PEEL
ISLAND
Moreton Bay
quarantine station,
asylum for inebriates,
leprosarium...
…“historically, Peel island was a holding tank, an experimental observation station for the socially dangerous. The emotional challenge for me was simply deciding whether to creatively read the environment as an occupant or observer.”
PROJECT BACKGROUND - Queensland Parks and Wildlife and Queensland College of Arts recently commenced a collaborative, experiential arts project, placing a small group of postgraduate visual artists on the historic Peel Island to reflect, research and respond to the environment.
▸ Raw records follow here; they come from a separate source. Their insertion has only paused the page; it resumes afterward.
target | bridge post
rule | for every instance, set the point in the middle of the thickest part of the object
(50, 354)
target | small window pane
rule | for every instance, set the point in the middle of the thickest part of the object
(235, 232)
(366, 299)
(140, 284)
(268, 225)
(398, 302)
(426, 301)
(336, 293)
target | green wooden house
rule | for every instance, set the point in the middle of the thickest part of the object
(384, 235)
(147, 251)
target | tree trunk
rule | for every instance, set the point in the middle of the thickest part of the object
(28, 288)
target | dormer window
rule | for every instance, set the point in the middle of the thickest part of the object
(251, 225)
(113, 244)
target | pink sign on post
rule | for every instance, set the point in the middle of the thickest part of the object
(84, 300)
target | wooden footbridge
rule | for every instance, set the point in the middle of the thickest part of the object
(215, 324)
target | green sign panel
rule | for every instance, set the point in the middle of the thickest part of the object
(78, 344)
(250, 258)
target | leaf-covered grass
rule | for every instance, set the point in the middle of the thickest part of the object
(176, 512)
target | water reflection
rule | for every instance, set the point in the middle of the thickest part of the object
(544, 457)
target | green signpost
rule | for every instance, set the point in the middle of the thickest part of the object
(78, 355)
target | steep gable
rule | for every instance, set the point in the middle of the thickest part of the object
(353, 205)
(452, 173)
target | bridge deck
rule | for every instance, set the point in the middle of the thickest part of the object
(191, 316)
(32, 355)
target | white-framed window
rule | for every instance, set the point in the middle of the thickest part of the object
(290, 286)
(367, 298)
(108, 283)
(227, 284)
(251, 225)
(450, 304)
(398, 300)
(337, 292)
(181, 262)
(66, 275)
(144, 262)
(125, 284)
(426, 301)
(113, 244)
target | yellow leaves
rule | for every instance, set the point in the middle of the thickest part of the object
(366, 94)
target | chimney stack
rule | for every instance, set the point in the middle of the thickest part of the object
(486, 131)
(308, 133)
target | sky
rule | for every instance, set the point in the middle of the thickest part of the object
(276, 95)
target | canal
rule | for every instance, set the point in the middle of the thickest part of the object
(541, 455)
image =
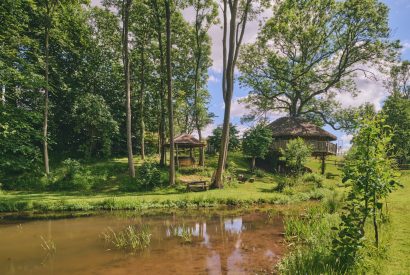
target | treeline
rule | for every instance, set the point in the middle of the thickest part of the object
(67, 68)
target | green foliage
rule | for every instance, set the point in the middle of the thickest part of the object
(303, 76)
(312, 236)
(148, 177)
(313, 178)
(370, 171)
(396, 109)
(20, 141)
(214, 140)
(256, 142)
(130, 239)
(296, 155)
(94, 120)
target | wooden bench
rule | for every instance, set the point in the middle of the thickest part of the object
(197, 185)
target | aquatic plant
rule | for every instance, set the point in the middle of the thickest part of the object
(131, 238)
(183, 232)
(48, 245)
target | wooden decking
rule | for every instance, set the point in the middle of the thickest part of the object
(321, 147)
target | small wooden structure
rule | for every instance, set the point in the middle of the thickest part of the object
(287, 128)
(186, 143)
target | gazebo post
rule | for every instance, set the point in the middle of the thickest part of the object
(202, 152)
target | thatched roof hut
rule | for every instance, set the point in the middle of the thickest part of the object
(187, 141)
(293, 127)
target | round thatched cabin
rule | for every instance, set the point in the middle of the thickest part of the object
(287, 128)
(184, 145)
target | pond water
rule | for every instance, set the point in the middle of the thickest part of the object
(227, 243)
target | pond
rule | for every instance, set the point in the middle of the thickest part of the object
(222, 242)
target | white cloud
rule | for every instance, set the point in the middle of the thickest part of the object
(239, 109)
(371, 90)
(406, 46)
(212, 78)
(207, 131)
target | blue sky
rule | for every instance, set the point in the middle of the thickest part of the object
(371, 91)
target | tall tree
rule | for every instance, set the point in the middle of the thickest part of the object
(240, 12)
(206, 12)
(126, 61)
(299, 68)
(162, 122)
(49, 9)
(169, 92)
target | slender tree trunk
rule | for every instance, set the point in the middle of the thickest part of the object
(228, 91)
(196, 84)
(253, 163)
(142, 124)
(127, 5)
(46, 100)
(376, 228)
(162, 130)
(169, 88)
(3, 95)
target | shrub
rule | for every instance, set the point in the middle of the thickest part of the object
(259, 173)
(74, 178)
(313, 178)
(147, 178)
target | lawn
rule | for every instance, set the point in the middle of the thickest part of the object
(398, 260)
(109, 196)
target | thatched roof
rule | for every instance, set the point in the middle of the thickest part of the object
(186, 140)
(291, 127)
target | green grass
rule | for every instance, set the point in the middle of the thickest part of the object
(398, 239)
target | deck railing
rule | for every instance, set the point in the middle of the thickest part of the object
(317, 146)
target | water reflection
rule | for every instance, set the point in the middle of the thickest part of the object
(220, 245)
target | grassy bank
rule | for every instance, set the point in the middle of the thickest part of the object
(310, 235)
(398, 238)
(109, 195)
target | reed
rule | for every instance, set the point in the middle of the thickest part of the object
(130, 238)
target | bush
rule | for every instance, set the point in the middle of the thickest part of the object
(313, 178)
(259, 173)
(147, 178)
(74, 178)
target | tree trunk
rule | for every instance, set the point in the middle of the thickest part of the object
(169, 88)
(142, 125)
(127, 5)
(323, 166)
(376, 228)
(253, 164)
(45, 120)
(196, 84)
(3, 95)
(162, 134)
(229, 78)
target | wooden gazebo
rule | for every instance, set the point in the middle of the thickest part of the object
(185, 143)
(287, 128)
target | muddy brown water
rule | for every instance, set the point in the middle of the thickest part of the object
(228, 243)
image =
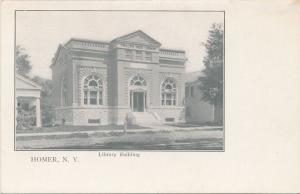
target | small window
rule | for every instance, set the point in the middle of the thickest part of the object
(148, 56)
(169, 119)
(192, 91)
(93, 97)
(139, 55)
(187, 91)
(139, 46)
(128, 54)
(93, 120)
(85, 97)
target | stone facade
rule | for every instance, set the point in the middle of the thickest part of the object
(98, 83)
Many fascinating features of the Island's checkered history (including it's quarantine station, sanitorium for inebriates, and the Lazaret for the patients suffering Hansen's Disease) have emerged in the artist's works due for exhibition and catalogue in March 2009, yet Peel Island also captivates imagination through it's raw, natural beauty.
“The haunting residue of human suffering and illness experienced by patients sent to live in the lazaret community on Peel Island remains utterly palpable, frozen in the dilapidation.... The abandoned buildings of the historic lazaret, the collapsing shells that housed people rejected by the mainland, creates a potent symbol of social abhorrence, a standard of ignorance and prejudice, and I recognised it as a profound theatre-space for my own healing and inner reflection.